Bei Komplikationen direkt zum Arzt

Sollten sowohl in den ersten Wochen nach dem Einsetzen als auch in der Zeit danach (wobei das Risiko für Komplikationen mit der Zeit immer weiter abnimmt) ungewöhnliche Unterleibsschmerzen auftreten oder Frauen anhaltende Schmerzen haben, sollten sie unbedingt ihren Arzt aufsuchen. Eine verrutschte Spirale kann der Grund sein. Wenn Fieber, Blutungen außerhalb der Reihe oder ungewöhnlicher Ausfluss hinzukommen, kann dies auf eine Infektion hinweisen.

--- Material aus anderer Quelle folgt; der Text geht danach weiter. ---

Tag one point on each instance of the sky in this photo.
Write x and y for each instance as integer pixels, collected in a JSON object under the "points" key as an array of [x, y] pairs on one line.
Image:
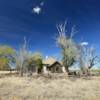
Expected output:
{"points": [[37, 19]]}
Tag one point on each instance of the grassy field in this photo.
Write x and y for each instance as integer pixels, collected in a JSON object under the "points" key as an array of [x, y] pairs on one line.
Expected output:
{"points": [[42, 88]]}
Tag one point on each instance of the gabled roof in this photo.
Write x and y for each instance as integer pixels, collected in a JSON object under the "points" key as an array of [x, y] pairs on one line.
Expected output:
{"points": [[50, 61]]}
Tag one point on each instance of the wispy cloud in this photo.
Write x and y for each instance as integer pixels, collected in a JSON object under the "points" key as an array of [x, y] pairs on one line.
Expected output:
{"points": [[84, 43], [37, 10]]}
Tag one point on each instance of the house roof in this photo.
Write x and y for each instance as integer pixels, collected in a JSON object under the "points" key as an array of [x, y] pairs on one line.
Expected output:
{"points": [[50, 61]]}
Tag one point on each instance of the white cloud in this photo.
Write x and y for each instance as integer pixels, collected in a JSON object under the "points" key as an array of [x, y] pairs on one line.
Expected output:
{"points": [[42, 4], [36, 10], [84, 43]]}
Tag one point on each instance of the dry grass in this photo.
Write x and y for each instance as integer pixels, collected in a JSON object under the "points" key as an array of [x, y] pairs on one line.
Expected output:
{"points": [[25, 88]]}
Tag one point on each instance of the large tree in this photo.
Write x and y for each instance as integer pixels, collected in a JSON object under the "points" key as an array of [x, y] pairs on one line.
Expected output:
{"points": [[67, 45]]}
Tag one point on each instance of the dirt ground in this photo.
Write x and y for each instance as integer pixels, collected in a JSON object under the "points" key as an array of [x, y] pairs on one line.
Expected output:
{"points": [[42, 88]]}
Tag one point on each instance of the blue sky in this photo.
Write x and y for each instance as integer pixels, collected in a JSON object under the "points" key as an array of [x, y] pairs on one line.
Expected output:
{"points": [[18, 20]]}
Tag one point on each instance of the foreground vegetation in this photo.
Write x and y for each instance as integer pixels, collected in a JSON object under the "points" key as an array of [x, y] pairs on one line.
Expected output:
{"points": [[54, 88]]}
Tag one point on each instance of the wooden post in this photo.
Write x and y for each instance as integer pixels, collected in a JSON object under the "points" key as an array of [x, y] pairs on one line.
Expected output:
{"points": [[45, 70], [63, 69]]}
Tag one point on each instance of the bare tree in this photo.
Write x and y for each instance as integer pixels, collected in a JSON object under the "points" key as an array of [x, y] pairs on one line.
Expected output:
{"points": [[87, 58], [22, 57], [67, 45]]}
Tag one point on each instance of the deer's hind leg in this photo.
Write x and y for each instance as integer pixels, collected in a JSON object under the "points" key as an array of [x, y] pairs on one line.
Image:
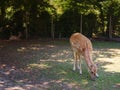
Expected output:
{"points": [[79, 63]]}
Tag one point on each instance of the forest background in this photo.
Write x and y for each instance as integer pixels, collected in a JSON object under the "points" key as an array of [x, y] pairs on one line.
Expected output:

Falls die Regelblutung ausbleibt, sollten Frauen einen Schwangerschaftstest machen und/oder mit ihrem Frauenarzt sprechen. Liegt tatsächlich eine Schwangerschaft vor, muss die Spirale so schnell wie möglich entfernt werden. Falls es sich um eine gefährliche Eileiterschwangerschaft handelt, kommen Frauen um eine Operation nicht herum.

Was kostet die Spirale?

Kupferspiralen kosten je nach Modell zwischen 120 und 300 Euro. Im Preis enthalten ist das Einsetzen und die erste Lagekontrolle nach einem Monat. Die Hormonspirale ist etwas teurer und kostet zwischen 250 und 400 Euro. Die Kosten der Spirale werden nicht von der Krankenkasse übernommen – der regelmäßige Ultraschall, um den Sitz der Spirale zu kontrollieren, hingegen schon.